Construction navale au Québec: le gouvernement fédéral doit assumer ses responsabilités
Il ne s’agit pas de construire un second navire à seule fin de préserver 800 emplois à Lévis : navire commercial converti en 16 mois, l’Asterix remplace, sur une base intérimaire, un des deux ravitailleurs que la marine canadienne a mis hors service, en attendant que deux ravitailleurs entièrement neufs sortent du chantier de Seaspan, en Colombie-Britannique, au plus tôt en 2021. Or, tous les experts militaires s’accordent pour dire qu’il faudrait rapidement une autre solution-relais en attendant la sortie du deuxième ravitailleur du chantier Seaspan. Deux ravitailleurs sont nécessaires pour assurer la sécurité et la flexibilité de l’approvisionnement des navires militaires en mer.
Que comprendre de l’apparente incohérence du gouvernement du Canada?
«La stratégie nationale de construction navale [SNCN] a ramené à sa juste taille le nombre de grands chantiers navals requis au Canada et a apporté une nécessaire sécurité à une industrie trop longtemps soumise à des mises à pied généralisées.» C’est en ces termes satisfaits que le président du chantier maritime néo-écossais Irving Shipbuilding, Kevin McCoy, commentait l’absence de Davie de la SNCN dans les pages d’un quotidien de Halifax le vendredi 24 novembre dernier. Ainsi, grâce à la SNCN, on aurait sacrifié Davie à la sécurité des emplois dans les chantiers maritimes de Nouvelle-Écosse et de Colombie-Britannique. Venant d’un acteur majeur de l’industrie canadienne de la construction navale, cette affirmation a de quoi soulever des doutes quant à la volonté du gouvernement fédéral de faire en sorte que le Québec reçoive sa juste part des contrats fédéraux.

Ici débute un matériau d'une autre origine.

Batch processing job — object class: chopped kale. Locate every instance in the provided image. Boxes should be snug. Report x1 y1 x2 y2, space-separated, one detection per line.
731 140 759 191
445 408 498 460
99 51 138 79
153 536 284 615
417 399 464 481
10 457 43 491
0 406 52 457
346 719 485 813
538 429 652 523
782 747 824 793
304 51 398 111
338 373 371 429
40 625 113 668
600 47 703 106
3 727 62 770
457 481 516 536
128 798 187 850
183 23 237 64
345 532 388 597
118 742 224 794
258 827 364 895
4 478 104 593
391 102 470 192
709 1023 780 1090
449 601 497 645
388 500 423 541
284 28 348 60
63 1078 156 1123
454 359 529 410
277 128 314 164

En vérité, le Canada a plus que jamais besoin de trois chantiers maritimes d’envergure, et ce, au moins jusqu’en 2030. Comme il a aussi besoin de chantiers maritimes de moins grande taille, mais aussi performants, pour réaliser ses nombreux projets de construction, de rénovation et de réparation navales. Au cours des 13 prochaines années, le Canada devra construire ou rénover entre 40 et 45 navires, grands et moins grands, pour un montant total d’environ 12 milliards $ – ça, c’est en plus des navires de combat construits par Irving à Halifax au coût de 25 milliards $, et des autres navires construits pour la Marine et la Garde côtière canadiennes au coût de 8 milliards $, par le chantier Seaspan en Colombie-Britannique. Les Davie, Méridien Maritime, Groupe Océan et autres Verreault Navigation peuvent être largement occupés pendant une bonne douzaine d’années dans le cadre de cette stratégie nationale.

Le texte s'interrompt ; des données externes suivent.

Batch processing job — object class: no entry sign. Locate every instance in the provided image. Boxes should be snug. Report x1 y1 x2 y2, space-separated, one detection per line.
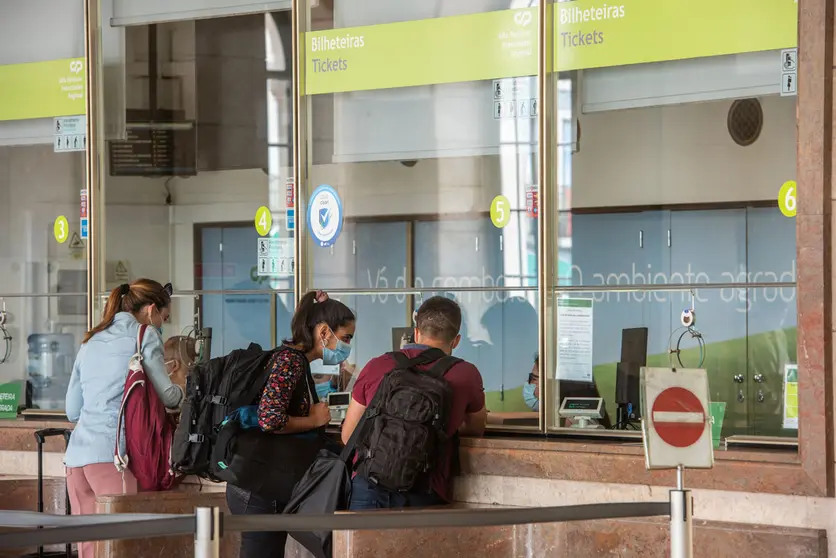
651 387 708 448
642 368 714 469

Pour cela, toutefois, il faut que la Marine et la Garde côtière du Canada gèrent leur octroi de contrats de façon équitable. Pour l’avenir prévisible, la Marine et la Garde côtière canadiennes seront, et de loin, les plus importants donneurs d’ouvrage pour l’industrie canadienne de construction navale. Ce statut entraîne pour elles la responsabilité de se soucier de l’impact de leurs décisions sur l’emploi et les retombées économiques régionales de leurs décisions.
Avec le chantier Asterix, Davie et ses employés ont parfaitement démontré leur capacité de réaliser des projets d’envergure en respectant les échéanciers et les budgets. Les autres chantiers maritimes du Québec démontrent également, projet après projet, leur capacité de rivaliser avec les meilleurs : leur savoir-faire, la qualité de leur travail et la rigueur de leur gestion en témoignent. Il serait anormal, et même incompréhensible que les chantiers maritimes québécois, toutes tailles confondues, soient privés de leur juste part des nombreux projets du gouvernement du Canada. La construction navale québécoise a besoin, elle aussi, d’un minimum de cette «nécessaire sécurité» souhaitée et obtenue par le président d’Irving Shipbuilding.